# Mixed metal bars



## golddigger2 (Jun 4, 2010)

Has anyone tried processing mixed metal bars? I have access to an unlimited supply of mixed metal bars containing approx 30% gold, 50% copper,20% silver, nickel, rhodium and tin. I have tried a couple of experiments. using a wedge of mixed metal bar approx 2 inches X 2 inches by 1/2 inch at the fat end down to about 1/8 inch at the thin end. I placed it in A/P solution which appeared to work but was extreamly slow. I may be able to get the bars rolled paper thin which would help with speeding things up. The second approach was using the shor simplicity system and an add on called the nickleodeon. (dont worry i didnt rush out and buy one, I unfortunately purchased it before i found this forum and hardly ever use it) It seemed to work great for the first 24 hours but then the voltage and amperage reduced to zero and i cant seem to rectify the situation. I am emailing shor this afternoon to get some trouble shooting advice. Does anybody have any experience processing these bars? Any ideas?


----------



## lazersteve (Jun 4, 2010)

Why not cornflake the bars then process the flakes in AR?

Steve


----------



## golddigger2 (Jun 4, 2010)

Great idea steve I will try that.


----------



## 4metals (Jun 4, 2010)

If you have a steady flow of this stuff, why not build a reverberatory furnace and oxidize and slag off the base metals, then you're left with an easy PM mix to clean up.


----------



## Harold_V (Jun 4, 2010)

4metals said:


> If you have a steady flow of this stuff, why not build a reverberatory furnace and oxidize and slag off the base metals, then you're left with an easy PM mix to clean up.


I'd give that idea a go long before I tried processing with AR. Between the high silver content and the tin, you'd likely end up with one hell of a mess. 

This material is perfect for digestion in nitric, assuming you can allow the nitrate solution to settle, with no filtration (trouble filtering because of tin). I'd cornflake, process with nitric, then incinerate the residues, boil in HCl, then process with AR. With luck, you'd have rhodium as a residue. The incineration and HCl wash would eliminate any problems with filtration. Silver would be recovered with copper. 

Harold


----------



## HAuCl4 (Jun 4, 2010)

4metals said:


> If you have a steady flow of this stuff, why not build a reverberatory furnace and oxidize and slag off the base metals, then you're left with an easy PM mix to clean up.



I was going to suggest cupellation. Works even in small batches. Leaves a relatively clean gold, silver, other PM button with only traces of base metals. Make sure you add enough silver so that the resulting button is more than 75% silver so that you can go directly to nitric acid treatment of the shot/cornflaked button.

If the volume is big and you want to recover the copper, nickel, etc. as well, then probably a copper cell and much more ellaborate industrial process will be needed. imo. Out of my league.
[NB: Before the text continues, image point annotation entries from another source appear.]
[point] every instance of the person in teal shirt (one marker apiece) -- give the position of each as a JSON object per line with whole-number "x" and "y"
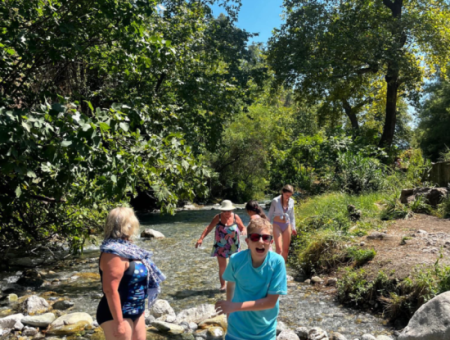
{"x": 255, "y": 279}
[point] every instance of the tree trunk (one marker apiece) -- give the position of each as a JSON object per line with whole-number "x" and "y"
{"x": 351, "y": 115}
{"x": 391, "y": 109}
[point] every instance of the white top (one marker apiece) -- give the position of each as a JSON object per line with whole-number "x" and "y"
{"x": 276, "y": 209}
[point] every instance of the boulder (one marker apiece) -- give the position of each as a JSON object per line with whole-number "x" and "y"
{"x": 302, "y": 333}
{"x": 12, "y": 322}
{"x": 317, "y": 333}
{"x": 287, "y": 335}
{"x": 218, "y": 321}
{"x": 42, "y": 320}
{"x": 338, "y": 336}
{"x": 30, "y": 278}
{"x": 70, "y": 323}
{"x": 197, "y": 314}
{"x": 281, "y": 326}
{"x": 35, "y": 304}
{"x": 160, "y": 308}
{"x": 433, "y": 196}
{"x": 168, "y": 327}
{"x": 431, "y": 321}
{"x": 63, "y": 305}
{"x": 29, "y": 331}
{"x": 368, "y": 337}
{"x": 150, "y": 233}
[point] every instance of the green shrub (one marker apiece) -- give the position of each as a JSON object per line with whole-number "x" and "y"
{"x": 360, "y": 256}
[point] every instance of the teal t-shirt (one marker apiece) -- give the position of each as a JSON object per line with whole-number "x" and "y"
{"x": 254, "y": 284}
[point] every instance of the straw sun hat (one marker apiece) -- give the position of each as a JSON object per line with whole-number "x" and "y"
{"x": 226, "y": 206}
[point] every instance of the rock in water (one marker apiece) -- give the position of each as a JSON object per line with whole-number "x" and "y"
{"x": 287, "y": 335}
{"x": 431, "y": 321}
{"x": 42, "y": 320}
{"x": 150, "y": 233}
{"x": 35, "y": 304}
{"x": 63, "y": 304}
{"x": 70, "y": 323}
{"x": 197, "y": 314}
{"x": 160, "y": 308}
{"x": 30, "y": 278}
{"x": 317, "y": 333}
{"x": 302, "y": 333}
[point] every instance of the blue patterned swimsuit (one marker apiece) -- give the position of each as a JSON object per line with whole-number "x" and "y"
{"x": 132, "y": 292}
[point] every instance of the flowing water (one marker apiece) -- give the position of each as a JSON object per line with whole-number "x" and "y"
{"x": 192, "y": 279}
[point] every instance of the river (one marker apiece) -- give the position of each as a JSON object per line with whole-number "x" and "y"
{"x": 192, "y": 279}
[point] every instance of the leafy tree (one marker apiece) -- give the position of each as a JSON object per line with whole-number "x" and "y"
{"x": 434, "y": 124}
{"x": 356, "y": 43}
IMO direct aqua regia treatment with 20% silver content is a recipe for a lot of frustration and possible disaster.


----------



## goldsilverpro (Jun 4, 2010)

Harold said:


> This material is perfect for digestion in nitric, assuming you can allow the nitrate solution to settle, with no filtration (trouble filtering because of tin). I'd cornflake, process with nitric, then incinerate the residues, boil in HCl, then process with AR. With luck, you'd have rhodium as a residue. The incineration and HCl wash would eliminate any problems with filtration. Silver would be recovered with copper.



Were I to do this, I would do it almost exactly as Harold suggests. The only difference being that, during the melting (cornflaking) stage, I would add enough copper or silver to get the gold percentage down to 25%, or a little less. Assuming you start with 30% gold, I would add 20 grams of copper or silver to each 100 grams of bar weight.


----------



## Anonymous (Jun 4, 2010)

golddigger2 said:


> Has anyone tried processing mixed metal bars? I have access to an unlimited supply of mixed metal bars containing approx 30% gold, 50% copper,20% silver, nickel, rhodium and tin.



Mind sharing what these bars where used for, the alloy used in the make up has me puzzled.

Best Regards
Gill


----------



## golddigger2 (Jun 4, 2010)

The mixed metal bars I am refering to are derived from recycled metal from Computer circuit boards which are reverse electroplated and then granulated and melted. A Friend of mine processes the raw products but doesn't understand the refiners art. I am trying to help him out by finding a way to seperate and refine the gold and recover the other metals as well.


----------



## Anonymous (Jun 4, 2010)

golddigger2 said:


> The mixed metal bars I am refering to are derived from recycled metal from Computer circuit boards which are reverse electroplated and then granulated and melted. A Friend of mine processes the raw products but doesn't understand the refiners art. I am trying to help him out by finding a way to seperate and refine the gold and recover the other metals as well.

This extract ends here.